Chinese political advisers and banks told the newspaper The Financial Times That: Beijing is considering giving some answers, including the delay in paying interest to some countries that have already borrowed from China. But it also issued a warning that expectations that China will completely erase its debts are impossible.
A researcher with the China Development Bank, the China Policy Bank, along with the China Export-Import Bank, one of the financial institutions that leads hundreds of billions of dollars in project loans.

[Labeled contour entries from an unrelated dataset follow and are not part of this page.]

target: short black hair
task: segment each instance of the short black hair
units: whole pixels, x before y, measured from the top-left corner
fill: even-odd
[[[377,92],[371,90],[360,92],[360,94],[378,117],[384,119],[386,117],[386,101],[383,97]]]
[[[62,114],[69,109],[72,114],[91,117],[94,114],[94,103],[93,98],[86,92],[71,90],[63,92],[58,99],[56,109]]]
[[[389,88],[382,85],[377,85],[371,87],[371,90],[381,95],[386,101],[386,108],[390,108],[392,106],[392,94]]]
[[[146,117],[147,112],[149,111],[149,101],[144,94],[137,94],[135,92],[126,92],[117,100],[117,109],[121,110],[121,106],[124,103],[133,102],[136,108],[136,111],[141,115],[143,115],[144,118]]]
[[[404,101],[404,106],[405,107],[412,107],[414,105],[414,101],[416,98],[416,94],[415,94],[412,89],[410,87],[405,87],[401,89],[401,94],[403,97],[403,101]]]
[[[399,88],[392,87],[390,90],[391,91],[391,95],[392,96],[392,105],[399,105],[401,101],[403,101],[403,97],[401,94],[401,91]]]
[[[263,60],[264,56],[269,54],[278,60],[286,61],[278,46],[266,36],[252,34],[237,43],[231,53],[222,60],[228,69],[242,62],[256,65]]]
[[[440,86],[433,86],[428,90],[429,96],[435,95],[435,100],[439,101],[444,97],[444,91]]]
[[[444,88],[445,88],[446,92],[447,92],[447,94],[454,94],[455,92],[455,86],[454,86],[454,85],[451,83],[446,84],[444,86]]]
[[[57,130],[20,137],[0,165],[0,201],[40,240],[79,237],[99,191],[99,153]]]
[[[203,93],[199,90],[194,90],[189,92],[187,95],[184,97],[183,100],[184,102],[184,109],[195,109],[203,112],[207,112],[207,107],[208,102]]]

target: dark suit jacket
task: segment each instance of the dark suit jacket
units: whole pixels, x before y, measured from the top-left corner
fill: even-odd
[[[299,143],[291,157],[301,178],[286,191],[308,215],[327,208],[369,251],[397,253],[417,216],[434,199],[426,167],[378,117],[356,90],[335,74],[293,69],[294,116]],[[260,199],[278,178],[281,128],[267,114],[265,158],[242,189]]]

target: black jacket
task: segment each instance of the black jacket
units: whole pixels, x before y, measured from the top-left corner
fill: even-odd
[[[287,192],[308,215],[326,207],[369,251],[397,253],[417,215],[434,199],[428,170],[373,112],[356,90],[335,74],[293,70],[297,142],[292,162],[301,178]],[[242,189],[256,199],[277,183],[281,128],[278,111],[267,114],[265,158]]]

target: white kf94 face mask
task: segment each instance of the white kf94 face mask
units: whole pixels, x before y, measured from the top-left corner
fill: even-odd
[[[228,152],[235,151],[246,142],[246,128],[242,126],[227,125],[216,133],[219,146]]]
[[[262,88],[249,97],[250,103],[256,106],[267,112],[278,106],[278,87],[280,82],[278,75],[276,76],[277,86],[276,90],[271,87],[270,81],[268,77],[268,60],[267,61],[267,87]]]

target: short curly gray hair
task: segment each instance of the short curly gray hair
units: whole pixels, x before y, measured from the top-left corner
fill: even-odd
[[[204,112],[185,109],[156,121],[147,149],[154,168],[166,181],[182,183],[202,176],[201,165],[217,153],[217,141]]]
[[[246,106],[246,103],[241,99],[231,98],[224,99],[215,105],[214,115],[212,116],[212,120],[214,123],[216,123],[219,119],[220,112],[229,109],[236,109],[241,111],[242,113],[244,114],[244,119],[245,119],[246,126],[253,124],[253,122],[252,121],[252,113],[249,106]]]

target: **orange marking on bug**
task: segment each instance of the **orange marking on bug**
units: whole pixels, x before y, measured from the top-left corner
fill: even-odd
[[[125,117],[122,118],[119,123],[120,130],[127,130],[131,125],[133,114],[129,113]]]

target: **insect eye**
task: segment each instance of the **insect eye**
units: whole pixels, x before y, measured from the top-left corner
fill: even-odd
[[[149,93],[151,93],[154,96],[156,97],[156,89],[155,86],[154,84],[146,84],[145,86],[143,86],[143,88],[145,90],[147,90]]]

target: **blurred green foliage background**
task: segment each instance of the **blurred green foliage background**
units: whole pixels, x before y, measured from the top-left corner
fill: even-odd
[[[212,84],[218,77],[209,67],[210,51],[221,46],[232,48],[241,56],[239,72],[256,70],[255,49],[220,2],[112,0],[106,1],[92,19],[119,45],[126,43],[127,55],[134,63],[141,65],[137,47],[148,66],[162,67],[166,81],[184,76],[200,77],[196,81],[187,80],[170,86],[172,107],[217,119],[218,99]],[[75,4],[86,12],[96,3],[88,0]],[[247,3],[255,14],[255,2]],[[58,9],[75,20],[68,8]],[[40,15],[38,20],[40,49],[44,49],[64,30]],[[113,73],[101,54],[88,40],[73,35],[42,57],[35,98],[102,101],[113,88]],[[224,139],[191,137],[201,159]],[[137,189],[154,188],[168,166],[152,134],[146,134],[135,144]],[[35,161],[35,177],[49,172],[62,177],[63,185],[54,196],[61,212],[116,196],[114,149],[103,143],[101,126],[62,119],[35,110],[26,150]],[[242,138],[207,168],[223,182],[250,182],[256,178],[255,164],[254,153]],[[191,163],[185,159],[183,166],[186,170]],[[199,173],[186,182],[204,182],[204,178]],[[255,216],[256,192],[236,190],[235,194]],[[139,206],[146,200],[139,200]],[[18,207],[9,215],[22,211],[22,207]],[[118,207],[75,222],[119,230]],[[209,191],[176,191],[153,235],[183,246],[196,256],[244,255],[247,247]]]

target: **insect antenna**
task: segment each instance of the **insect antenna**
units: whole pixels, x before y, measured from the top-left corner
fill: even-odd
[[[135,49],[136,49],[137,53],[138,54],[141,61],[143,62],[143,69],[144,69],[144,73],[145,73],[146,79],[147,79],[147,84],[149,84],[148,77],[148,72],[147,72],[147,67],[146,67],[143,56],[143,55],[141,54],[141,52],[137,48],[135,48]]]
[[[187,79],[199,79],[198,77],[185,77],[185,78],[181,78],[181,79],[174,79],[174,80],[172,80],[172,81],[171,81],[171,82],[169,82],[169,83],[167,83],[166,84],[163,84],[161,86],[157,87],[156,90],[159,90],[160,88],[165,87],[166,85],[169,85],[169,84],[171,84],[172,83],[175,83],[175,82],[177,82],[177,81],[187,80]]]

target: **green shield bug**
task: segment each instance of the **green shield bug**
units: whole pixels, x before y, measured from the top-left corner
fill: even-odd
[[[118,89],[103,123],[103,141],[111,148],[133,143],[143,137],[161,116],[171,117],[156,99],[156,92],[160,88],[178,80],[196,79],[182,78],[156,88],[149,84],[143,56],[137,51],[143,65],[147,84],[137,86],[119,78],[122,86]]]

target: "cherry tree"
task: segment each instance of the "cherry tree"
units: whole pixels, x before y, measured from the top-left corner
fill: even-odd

BRI around the world said: “We understand that there are many countries seeking to renegotiate the terms of the loan.”
“However, it takes time to reach a new agreement for both parties and we cannot even go abroad at this time,” added the researcher. BRI loans are not foreign aid. We need to collect at least a reasonable amount of principal and interest. 20% of our portfolio projects were problematic. We may consider extending loans and lowering interest rates. But in general, our loans follow the principles of the market. “
BRI, launched in 2013 and seen as a typical foreign policy initiative by President Xi Jinping, aims to build infrastructure and enhance Chinese influence around the world. Of the 138 countries that have officially registered for BRI, many are developing countries, many of the weakest in the world.
RWR Advisory, a Washington-based consulting firm, estimates that the total amount of money that Chinese financial institutions have loaned to countries participating in the BRI project since 2013 has been $ 461 billion. . And with such a large loan, BRI is by far the largest development initiative in the world.
According to the Johns Hopkins School of Advanced International Studies, some countries requesting that Beijing cancel the debt are believed to be African countries, where Chinese governments, banks and contractors lend 143 billion from 2000 to 2017.
A Chinese government political adviser, who declined to provide identity, said Beijing’s preferred option to address national requirements for debt reduction would be to suspend payment of interest on the loan. . Permanent debt cancellation can only be Beijing’s last option.
The progress of implementation of BRI’s infrastructure projects faces a huge barrier due to the impact of the corona pandemic worldwide.
As the world economy plunges into recession, countries participating in the BRI project, especially in border markets, will find it difficult to incur new debt to finance new projects in the near future.